According to the same source, the official response of the CSAT shows that the attributions of the institutions able to fight corruption and organized crime have as central reference points Law 51/1991 regarding the national security of Romania.
"Arguing that the 'elaboration and adoption of Law no. 51/1991 was done in an incipient period of post-communist democracy, in which corruption did not gain the hallmarks of a phenomenon', instead of modifying the law, as it would be constitutional, in 2005 'CSAT integrated the problem of corruption in the structure of the National Security Strategy, as a risk factor and security objective'. This artifice, to complete the law by secret decisions, represents a dangerous precedent for the rule of law, hindering citizens' knowledge of the reach of the competencies of a state institution," the UNJR release shows quoted by Agerpress.
In the CSAT letter presented by the UNJR there is clear mention that, later on, the concept was also included in the National Security Strategy of 2010, which defined corruption as a vulnerability, and the Intelligence Strategy set down that "one of the main action directions of the SRI be that of signalling high-level corruption cases, effecting the state's policies, including for the purpose of preventing access to public positions of corrupt persons."

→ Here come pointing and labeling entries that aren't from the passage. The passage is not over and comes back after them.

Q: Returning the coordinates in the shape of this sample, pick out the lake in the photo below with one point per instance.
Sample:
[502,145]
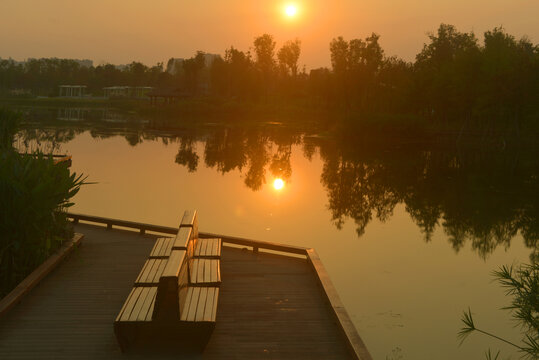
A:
[408,232]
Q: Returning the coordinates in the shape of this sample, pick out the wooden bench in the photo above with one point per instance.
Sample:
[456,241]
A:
[174,301]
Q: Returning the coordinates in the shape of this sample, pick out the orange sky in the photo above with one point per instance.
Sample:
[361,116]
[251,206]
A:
[120,31]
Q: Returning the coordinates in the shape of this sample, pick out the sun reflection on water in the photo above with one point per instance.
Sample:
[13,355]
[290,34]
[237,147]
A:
[278,184]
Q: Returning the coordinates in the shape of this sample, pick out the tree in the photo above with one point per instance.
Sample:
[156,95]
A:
[264,46]
[192,68]
[288,56]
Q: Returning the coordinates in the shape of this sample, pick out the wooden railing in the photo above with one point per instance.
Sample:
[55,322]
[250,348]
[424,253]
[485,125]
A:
[355,344]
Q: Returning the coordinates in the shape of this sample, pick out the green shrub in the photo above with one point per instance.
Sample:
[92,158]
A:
[34,193]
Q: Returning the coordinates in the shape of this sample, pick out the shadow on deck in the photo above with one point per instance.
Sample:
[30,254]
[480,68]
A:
[270,306]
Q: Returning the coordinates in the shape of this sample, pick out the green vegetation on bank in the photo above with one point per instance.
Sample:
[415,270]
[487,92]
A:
[34,193]
[456,83]
[522,285]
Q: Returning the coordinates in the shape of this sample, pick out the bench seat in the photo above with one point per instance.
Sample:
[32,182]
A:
[139,305]
[200,304]
[208,248]
[162,248]
[173,305]
[204,272]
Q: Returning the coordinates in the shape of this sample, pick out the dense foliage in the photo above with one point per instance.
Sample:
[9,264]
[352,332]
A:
[455,79]
[34,191]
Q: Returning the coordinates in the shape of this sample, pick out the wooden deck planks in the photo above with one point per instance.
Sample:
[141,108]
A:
[269,306]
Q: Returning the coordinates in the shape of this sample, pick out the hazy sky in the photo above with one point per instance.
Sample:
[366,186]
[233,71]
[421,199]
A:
[120,31]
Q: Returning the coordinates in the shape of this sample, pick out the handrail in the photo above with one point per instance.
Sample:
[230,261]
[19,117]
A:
[142,227]
[355,343]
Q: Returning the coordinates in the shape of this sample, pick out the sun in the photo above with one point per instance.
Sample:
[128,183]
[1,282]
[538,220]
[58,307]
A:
[291,10]
[278,184]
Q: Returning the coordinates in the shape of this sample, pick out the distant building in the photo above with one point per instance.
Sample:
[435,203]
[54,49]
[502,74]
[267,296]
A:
[127,91]
[85,62]
[174,65]
[73,91]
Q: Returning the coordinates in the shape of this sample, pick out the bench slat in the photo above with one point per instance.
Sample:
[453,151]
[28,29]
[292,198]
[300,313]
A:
[126,303]
[147,306]
[214,307]
[207,272]
[209,305]
[189,218]
[139,305]
[182,238]
[130,304]
[201,304]
[193,304]
[161,248]
[208,248]
[215,276]
[174,263]
[204,272]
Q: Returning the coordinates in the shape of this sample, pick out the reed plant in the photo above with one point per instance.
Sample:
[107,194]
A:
[521,283]
[34,194]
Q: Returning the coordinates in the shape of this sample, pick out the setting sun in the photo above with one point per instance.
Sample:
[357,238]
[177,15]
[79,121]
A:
[278,184]
[291,10]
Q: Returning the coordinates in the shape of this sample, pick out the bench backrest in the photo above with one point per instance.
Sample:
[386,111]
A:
[172,288]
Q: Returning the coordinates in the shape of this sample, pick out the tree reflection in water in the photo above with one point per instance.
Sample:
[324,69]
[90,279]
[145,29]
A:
[480,196]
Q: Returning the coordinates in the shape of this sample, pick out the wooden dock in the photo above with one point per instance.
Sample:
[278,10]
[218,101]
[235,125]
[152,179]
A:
[271,306]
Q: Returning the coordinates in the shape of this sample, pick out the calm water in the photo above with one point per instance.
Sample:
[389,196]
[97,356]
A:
[409,234]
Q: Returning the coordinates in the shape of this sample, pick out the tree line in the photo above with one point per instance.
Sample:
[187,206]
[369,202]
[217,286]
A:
[478,198]
[453,78]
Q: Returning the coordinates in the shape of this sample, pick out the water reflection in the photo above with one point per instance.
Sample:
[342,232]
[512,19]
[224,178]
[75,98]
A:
[484,197]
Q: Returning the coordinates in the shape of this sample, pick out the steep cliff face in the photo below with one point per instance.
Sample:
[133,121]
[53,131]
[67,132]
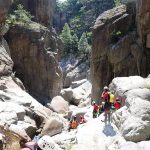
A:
[119,48]
[4,7]
[6,63]
[42,10]
[34,62]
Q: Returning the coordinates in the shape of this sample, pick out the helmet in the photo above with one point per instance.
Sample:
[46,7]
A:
[81,116]
[103,103]
[106,88]
[93,103]
[75,117]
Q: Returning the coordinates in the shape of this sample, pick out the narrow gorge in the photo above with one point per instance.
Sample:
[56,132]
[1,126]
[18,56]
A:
[55,60]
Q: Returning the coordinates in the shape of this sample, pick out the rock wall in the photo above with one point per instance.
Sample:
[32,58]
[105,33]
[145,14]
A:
[42,10]
[133,119]
[4,7]
[34,62]
[119,44]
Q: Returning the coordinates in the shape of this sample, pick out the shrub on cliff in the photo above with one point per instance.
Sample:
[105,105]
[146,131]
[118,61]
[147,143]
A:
[19,16]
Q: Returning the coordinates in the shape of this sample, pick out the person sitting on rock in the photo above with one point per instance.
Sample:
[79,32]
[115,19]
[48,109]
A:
[102,107]
[73,123]
[117,103]
[82,120]
[95,109]
[105,94]
[107,108]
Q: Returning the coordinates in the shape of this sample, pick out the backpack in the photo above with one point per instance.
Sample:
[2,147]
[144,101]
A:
[105,96]
[74,124]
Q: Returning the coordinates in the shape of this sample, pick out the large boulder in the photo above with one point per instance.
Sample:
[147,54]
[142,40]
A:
[47,143]
[31,50]
[59,105]
[117,44]
[52,127]
[133,119]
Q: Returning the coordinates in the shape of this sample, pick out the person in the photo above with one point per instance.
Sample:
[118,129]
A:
[112,98]
[73,123]
[82,120]
[117,103]
[105,94]
[107,111]
[95,109]
[102,107]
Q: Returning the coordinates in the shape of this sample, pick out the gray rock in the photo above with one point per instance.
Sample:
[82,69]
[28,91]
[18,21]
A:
[52,127]
[133,119]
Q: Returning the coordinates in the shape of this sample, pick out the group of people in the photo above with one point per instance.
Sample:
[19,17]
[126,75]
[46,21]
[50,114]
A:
[109,103]
[74,123]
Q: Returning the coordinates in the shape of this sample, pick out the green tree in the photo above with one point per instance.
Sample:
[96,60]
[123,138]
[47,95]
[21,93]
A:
[83,45]
[117,2]
[67,39]
[75,41]
[19,16]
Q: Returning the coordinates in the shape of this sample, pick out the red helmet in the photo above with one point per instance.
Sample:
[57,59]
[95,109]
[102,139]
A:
[81,117]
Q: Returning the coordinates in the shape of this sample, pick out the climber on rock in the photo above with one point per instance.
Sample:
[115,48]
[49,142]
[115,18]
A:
[95,109]
[73,123]
[105,94]
[82,119]
[107,108]
[117,103]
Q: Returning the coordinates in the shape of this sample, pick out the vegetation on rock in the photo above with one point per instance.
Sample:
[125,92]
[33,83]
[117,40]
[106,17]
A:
[19,16]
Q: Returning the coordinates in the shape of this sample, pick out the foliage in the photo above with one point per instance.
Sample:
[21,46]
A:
[69,147]
[83,45]
[66,37]
[117,3]
[116,35]
[81,14]
[19,16]
[75,41]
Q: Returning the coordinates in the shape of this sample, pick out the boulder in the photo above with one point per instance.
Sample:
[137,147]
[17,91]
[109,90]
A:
[11,112]
[47,143]
[58,104]
[133,119]
[117,44]
[35,43]
[76,84]
[52,127]
[67,94]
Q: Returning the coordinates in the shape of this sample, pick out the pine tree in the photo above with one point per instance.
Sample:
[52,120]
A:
[83,45]
[75,41]
[67,39]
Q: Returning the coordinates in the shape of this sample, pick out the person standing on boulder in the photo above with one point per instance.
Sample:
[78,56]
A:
[95,109]
[107,108]
[73,123]
[105,94]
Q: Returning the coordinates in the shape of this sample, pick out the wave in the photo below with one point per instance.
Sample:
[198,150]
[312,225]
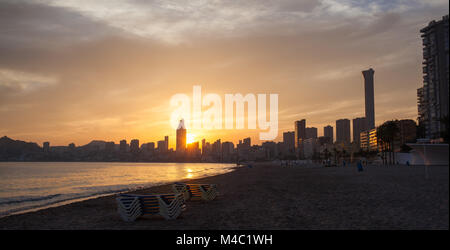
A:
[22,199]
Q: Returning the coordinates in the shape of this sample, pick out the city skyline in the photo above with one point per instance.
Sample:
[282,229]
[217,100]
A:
[52,94]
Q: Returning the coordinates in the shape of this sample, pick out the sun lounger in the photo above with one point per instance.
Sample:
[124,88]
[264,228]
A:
[132,206]
[206,192]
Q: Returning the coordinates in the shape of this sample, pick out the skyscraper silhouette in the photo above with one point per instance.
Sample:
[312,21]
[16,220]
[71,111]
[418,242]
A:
[181,137]
[369,94]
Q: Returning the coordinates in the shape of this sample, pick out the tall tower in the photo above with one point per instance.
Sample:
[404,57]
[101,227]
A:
[181,137]
[300,132]
[433,100]
[370,103]
[343,131]
[328,132]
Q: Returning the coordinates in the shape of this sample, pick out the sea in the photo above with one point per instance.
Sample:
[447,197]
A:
[30,186]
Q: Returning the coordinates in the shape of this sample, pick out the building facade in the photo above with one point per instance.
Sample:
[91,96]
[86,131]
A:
[328,132]
[369,97]
[433,96]
[181,137]
[343,131]
[359,125]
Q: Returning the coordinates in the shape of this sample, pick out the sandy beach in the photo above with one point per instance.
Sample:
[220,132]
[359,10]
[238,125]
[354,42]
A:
[274,197]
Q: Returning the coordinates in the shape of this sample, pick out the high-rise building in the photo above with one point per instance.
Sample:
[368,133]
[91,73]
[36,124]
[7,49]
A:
[134,145]
[343,131]
[359,125]
[433,96]
[311,133]
[123,146]
[110,146]
[161,146]
[289,140]
[166,142]
[248,142]
[370,99]
[46,147]
[181,137]
[300,132]
[328,132]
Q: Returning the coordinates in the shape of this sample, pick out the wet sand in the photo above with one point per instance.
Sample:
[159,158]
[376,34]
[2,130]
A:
[274,197]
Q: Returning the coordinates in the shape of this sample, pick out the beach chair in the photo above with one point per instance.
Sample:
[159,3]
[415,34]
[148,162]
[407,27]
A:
[129,208]
[205,192]
[169,206]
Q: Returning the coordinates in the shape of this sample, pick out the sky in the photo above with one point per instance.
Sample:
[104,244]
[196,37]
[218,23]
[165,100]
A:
[82,70]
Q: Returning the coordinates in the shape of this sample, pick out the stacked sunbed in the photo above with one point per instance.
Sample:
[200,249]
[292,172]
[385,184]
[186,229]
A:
[205,192]
[169,206]
[132,206]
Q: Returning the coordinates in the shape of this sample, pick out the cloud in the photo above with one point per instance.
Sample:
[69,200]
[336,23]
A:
[108,68]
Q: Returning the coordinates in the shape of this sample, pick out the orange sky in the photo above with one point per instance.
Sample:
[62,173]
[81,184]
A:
[75,71]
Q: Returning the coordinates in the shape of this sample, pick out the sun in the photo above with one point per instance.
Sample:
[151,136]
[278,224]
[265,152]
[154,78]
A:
[190,138]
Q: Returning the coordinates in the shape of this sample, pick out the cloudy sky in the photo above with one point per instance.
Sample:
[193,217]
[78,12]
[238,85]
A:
[78,70]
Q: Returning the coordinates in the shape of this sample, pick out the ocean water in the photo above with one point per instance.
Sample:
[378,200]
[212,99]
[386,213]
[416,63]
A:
[28,186]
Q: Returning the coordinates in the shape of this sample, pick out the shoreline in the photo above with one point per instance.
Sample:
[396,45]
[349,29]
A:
[273,197]
[95,196]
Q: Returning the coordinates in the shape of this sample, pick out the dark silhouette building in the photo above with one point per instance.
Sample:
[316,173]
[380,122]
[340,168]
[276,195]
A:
[328,132]
[433,96]
[181,137]
[343,131]
[300,132]
[370,99]
[359,125]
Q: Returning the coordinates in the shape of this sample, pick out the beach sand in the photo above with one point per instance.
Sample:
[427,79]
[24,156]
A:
[273,197]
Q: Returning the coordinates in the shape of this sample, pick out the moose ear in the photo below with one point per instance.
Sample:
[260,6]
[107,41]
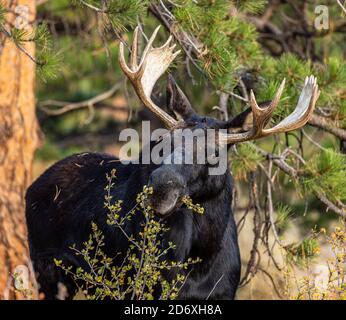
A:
[244,120]
[177,102]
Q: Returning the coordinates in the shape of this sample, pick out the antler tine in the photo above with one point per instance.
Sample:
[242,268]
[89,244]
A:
[134,50]
[298,118]
[149,46]
[152,65]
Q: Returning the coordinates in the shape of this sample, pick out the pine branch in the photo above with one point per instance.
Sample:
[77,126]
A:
[295,174]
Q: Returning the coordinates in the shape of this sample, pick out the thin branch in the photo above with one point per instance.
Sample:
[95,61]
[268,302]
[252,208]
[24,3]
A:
[323,123]
[69,106]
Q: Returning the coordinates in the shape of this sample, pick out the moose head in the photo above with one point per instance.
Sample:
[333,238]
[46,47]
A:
[173,179]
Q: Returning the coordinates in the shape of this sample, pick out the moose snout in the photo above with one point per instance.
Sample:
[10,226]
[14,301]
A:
[168,187]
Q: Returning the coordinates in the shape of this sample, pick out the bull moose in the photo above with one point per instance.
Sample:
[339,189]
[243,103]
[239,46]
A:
[58,220]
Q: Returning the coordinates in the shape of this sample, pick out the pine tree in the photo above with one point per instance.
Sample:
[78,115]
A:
[230,47]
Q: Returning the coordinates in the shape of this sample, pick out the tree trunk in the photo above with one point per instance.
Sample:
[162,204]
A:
[18,142]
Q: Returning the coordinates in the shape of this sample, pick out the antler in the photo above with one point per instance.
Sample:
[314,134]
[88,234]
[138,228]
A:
[144,75]
[297,119]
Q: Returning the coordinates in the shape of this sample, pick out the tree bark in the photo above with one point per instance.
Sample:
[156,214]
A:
[18,142]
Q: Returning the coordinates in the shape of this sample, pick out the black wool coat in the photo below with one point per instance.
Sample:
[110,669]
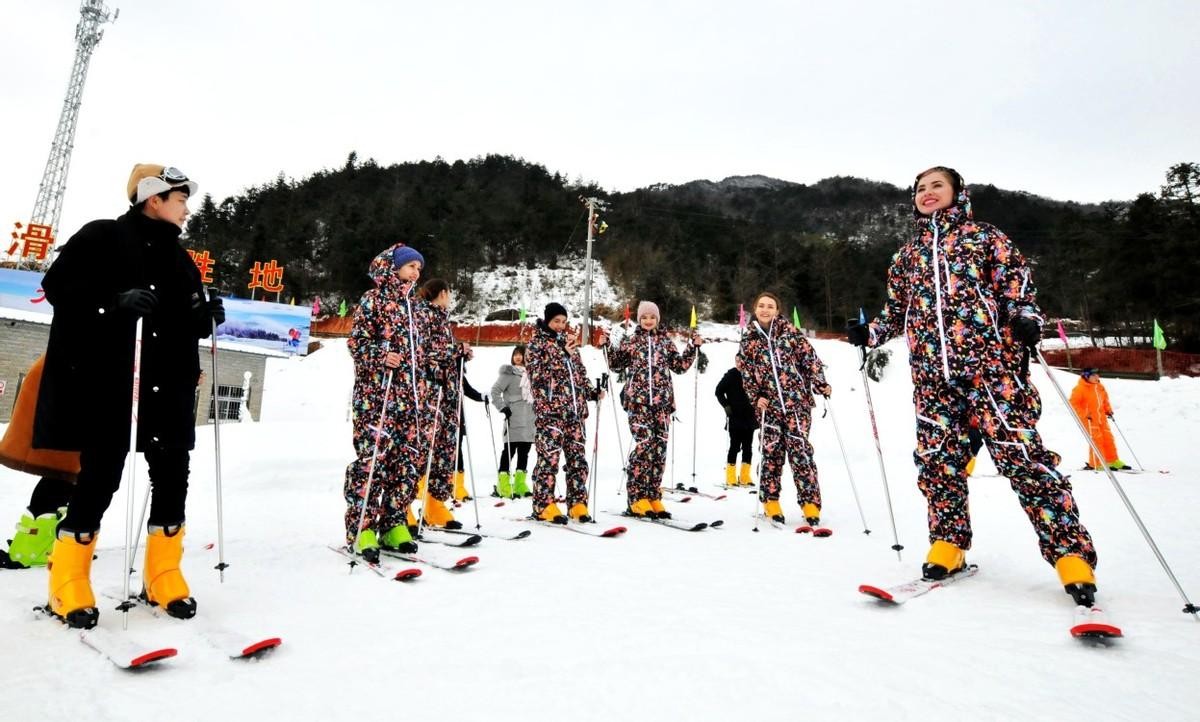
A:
[730,392]
[87,390]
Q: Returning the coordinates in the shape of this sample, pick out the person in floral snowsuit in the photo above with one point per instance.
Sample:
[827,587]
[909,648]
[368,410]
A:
[561,395]
[963,295]
[390,343]
[780,373]
[443,380]
[649,358]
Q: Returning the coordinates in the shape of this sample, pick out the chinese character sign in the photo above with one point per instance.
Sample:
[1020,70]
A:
[35,241]
[203,264]
[268,276]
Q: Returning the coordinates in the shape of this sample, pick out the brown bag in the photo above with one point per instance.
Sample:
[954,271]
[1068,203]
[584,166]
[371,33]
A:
[16,450]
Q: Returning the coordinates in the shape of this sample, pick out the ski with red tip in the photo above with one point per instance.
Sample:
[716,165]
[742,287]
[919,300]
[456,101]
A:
[679,524]
[900,594]
[381,570]
[689,492]
[505,536]
[586,529]
[817,531]
[121,649]
[235,644]
[1091,623]
[449,565]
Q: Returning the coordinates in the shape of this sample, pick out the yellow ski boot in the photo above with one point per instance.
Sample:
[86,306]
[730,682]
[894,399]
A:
[943,559]
[163,584]
[70,564]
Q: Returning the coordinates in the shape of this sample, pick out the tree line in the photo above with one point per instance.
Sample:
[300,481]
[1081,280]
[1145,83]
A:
[823,247]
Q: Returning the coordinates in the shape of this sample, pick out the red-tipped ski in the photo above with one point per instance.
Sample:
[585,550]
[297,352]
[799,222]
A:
[123,649]
[819,531]
[381,570]
[1091,623]
[900,594]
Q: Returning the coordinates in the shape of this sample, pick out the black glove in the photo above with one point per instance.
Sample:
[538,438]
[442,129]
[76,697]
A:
[216,311]
[138,300]
[858,335]
[1026,331]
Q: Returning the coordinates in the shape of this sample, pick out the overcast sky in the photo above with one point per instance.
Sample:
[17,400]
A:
[1084,100]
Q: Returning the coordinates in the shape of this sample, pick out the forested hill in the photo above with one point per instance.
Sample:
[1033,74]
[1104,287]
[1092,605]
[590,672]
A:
[823,247]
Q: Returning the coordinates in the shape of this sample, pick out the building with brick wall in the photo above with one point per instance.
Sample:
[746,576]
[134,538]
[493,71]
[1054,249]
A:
[23,338]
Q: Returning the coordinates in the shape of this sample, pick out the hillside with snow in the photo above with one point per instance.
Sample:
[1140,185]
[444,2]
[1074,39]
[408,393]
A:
[502,288]
[724,624]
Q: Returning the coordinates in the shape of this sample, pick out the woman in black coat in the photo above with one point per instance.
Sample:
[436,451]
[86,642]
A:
[741,422]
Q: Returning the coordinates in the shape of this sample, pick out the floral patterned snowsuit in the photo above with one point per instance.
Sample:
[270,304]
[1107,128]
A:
[648,397]
[953,289]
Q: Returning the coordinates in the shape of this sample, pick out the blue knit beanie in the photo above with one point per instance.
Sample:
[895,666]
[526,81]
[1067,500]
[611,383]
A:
[406,254]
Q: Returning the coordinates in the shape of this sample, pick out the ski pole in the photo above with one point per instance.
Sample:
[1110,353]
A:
[491,432]
[879,452]
[375,452]
[762,458]
[1188,607]
[595,441]
[471,469]
[616,422]
[845,458]
[216,440]
[1116,426]
[695,416]
[429,459]
[132,477]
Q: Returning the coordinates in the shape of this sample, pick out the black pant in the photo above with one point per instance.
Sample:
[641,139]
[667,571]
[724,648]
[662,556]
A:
[49,495]
[100,476]
[522,453]
[743,440]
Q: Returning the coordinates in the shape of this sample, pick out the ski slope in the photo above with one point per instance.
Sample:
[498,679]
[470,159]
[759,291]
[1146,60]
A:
[659,624]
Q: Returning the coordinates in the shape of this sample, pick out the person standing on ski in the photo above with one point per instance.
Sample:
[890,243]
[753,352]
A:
[390,399]
[447,451]
[107,276]
[649,358]
[964,296]
[1090,401]
[561,395]
[741,421]
[511,397]
[780,373]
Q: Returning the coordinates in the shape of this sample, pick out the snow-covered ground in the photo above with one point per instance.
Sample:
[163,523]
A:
[659,624]
[516,287]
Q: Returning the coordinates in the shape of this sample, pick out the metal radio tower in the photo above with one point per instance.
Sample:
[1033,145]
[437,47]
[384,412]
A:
[48,206]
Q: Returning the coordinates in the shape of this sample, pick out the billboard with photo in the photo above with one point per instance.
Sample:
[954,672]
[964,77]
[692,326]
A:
[279,328]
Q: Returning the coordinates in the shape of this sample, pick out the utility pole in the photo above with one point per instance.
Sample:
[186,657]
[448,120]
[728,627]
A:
[593,205]
[48,206]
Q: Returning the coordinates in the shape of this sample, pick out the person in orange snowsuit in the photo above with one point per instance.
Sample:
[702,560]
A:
[1091,404]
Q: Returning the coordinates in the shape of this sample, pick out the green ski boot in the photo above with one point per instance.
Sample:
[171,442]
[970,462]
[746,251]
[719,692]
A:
[367,545]
[33,542]
[399,539]
[503,486]
[519,486]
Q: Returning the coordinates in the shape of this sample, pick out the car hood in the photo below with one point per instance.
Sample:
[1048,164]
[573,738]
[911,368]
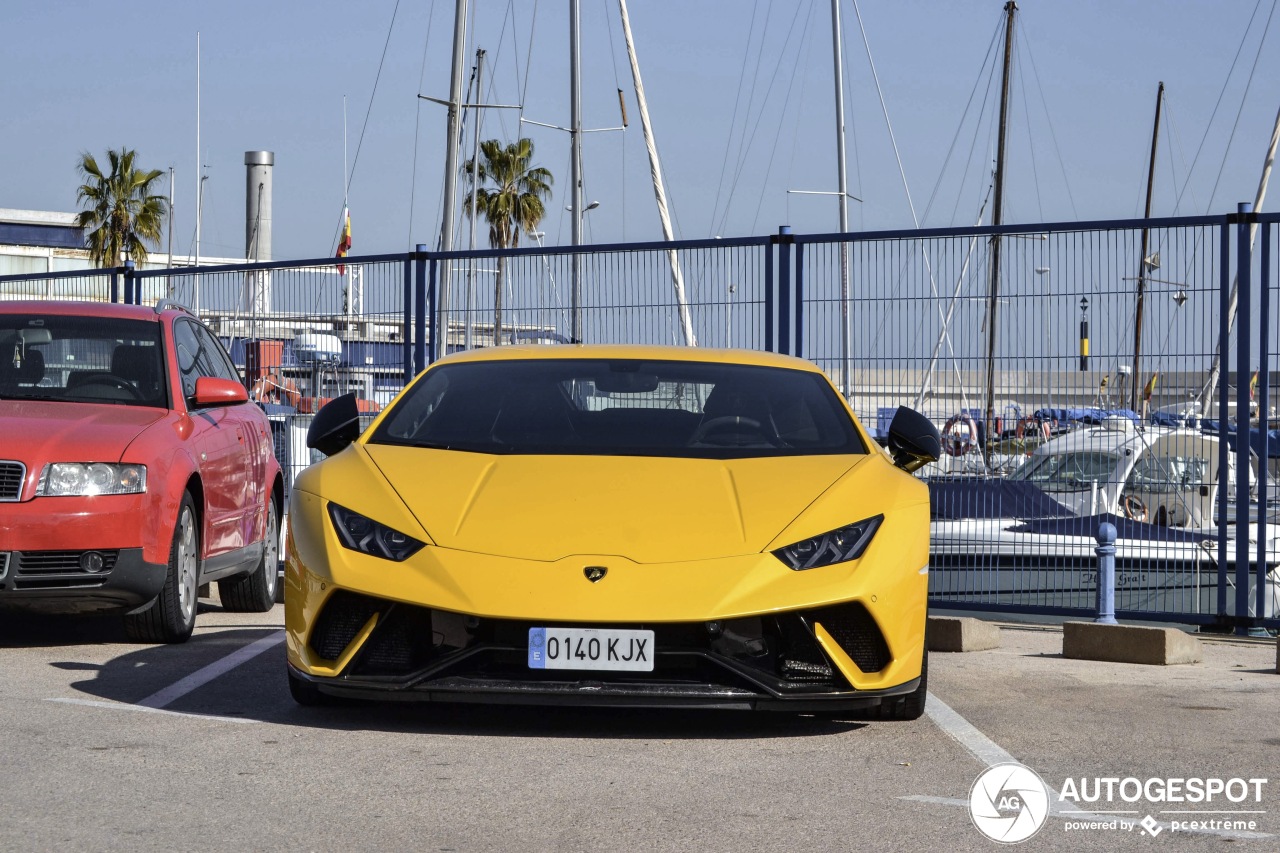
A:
[39,432]
[645,509]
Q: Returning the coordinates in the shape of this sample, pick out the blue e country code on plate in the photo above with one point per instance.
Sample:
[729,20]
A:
[590,648]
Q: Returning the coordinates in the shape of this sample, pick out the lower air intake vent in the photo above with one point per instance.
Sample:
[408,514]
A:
[342,617]
[854,629]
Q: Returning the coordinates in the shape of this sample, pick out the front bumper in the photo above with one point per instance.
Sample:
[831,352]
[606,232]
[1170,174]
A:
[63,582]
[364,647]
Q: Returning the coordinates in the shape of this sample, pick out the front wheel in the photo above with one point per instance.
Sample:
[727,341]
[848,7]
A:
[172,615]
[255,592]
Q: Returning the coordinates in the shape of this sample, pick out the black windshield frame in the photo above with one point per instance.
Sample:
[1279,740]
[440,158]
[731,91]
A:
[622,407]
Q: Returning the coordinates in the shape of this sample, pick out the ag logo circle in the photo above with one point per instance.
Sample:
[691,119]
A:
[1009,803]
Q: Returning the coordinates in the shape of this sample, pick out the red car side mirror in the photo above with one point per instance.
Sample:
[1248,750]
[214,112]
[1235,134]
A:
[213,391]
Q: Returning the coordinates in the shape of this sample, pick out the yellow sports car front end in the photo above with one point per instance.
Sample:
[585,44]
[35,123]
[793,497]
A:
[612,525]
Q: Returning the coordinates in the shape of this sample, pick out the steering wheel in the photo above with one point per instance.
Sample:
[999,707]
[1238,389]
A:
[115,382]
[726,424]
[1133,507]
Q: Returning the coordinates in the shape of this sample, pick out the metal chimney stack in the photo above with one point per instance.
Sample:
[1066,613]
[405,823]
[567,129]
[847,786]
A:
[257,205]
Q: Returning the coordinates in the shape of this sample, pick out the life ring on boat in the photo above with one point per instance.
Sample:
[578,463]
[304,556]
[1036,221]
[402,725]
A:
[1031,425]
[1133,507]
[959,436]
[274,388]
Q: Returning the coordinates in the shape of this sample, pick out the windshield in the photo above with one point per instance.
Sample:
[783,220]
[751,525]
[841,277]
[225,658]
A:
[620,406]
[81,359]
[1073,471]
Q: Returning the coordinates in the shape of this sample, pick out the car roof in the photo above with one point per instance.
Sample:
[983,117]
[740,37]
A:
[519,352]
[71,308]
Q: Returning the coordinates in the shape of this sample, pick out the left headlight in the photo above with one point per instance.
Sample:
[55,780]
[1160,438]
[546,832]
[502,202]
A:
[374,538]
[83,479]
[836,546]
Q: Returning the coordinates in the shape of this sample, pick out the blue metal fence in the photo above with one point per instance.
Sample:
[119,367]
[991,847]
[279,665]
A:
[1075,334]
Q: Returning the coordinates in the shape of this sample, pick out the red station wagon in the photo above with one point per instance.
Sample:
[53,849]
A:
[133,468]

In the opinion of the UNJR, this paragraph results that the CSAT drew up tasks for the SRI that "are not in the known legal framework, such as the prevention of access of 'corrupt persons' to leadership positions, even though they were not convicted through a binding court decision."
"Moreover, these prior checks, made by an intelligence service outside the criminal court framework, without a procedure existing and with the person checked having no possibility to know the content of the report, in order to defend themselves from the accusations, it is possible they were applied in the case of leadership positions in the judiciary," the release also mentions.
The CSAT letter also mentions that the interinstitutional cooperation relations of intelligence services and criminal investigation organisms, in what regards the combating of corruption and organized crime, have materialized, among other things, in information exchanges between the Public Ministry and the establishment of joint teams to combat activities.